The eminent legal philosopher Ronald Dworkin has argued that the determination of the requirements of fundamental constitutional principles should be made by Supreme Court justices in accordance with the “best” construction of those principles from the standpoint of the ideal rational state. And it is easy to infer from the plain language of the aphorism that Marshall too approves an unlimited power in judges on the highest court simply to decree the law for everybody else. But Marshall does not do that.

For Marshall, it is the judicial department that has the power to construe the law, but only that power, and that construction seems clearly to be constrained by the plain meaning of the words of the constitutional principles construed as understood by the drafters. And, indeed, that is the sense in which Justice Thomas, writing in a concurrence in Gamble v. United States, construes the phrase, finding in it the concept that “‘[j]udicial power is never exercised for the purpose of giving effect to the will of the Judge; always for the purpose of giving effect to the will of the Legislature; or, in other words, to the will of the law.’” 139 S. Ct. 1960, 1982 (2019) (Thomas, J., concurring) (quoting Osborn v. Bank of United States, 22 U.S. (9 Wheat.) 738, 866 (1824)).

There is thus a spectrum of judges who, like Marshall, Roberts, and Thomas, believe themselves constrained by the plain language of the laws and the constitutional principles against which the laws are judged, and by precedent, and judges who—in line with contemporary legal theory—see themselves as final authority for deciding the best construction of constitutional principles and who believe themselves bound solely by their own view of the true meaning of the great constitutional principles, such as equality under the law and due process or liberty.

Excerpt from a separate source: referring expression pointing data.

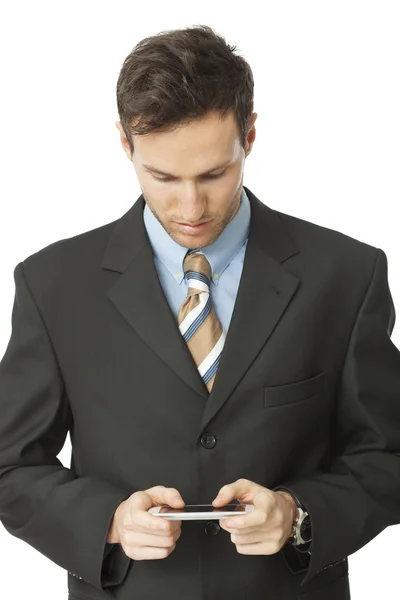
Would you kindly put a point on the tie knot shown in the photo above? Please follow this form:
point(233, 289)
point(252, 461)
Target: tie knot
point(197, 263)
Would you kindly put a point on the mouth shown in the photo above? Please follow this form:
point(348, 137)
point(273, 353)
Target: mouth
point(194, 229)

Ultimately, the two constraints on judges have to be law and justice as understood and enacted into law by legislators and faithfully and fairly construed by judges. It is in determining where to strike the balance between the language of the law and justice that judges say what the law is. And in the end the power to say what the law is must come down, as Justice Marshall said, to “the particular phraseology of the constitution of the United States,” to which all inferior laws must conform, and “courts, as well as other departments, are bound by that instrument.” Marbury, 5 U.S. at 180 (emphasis in original).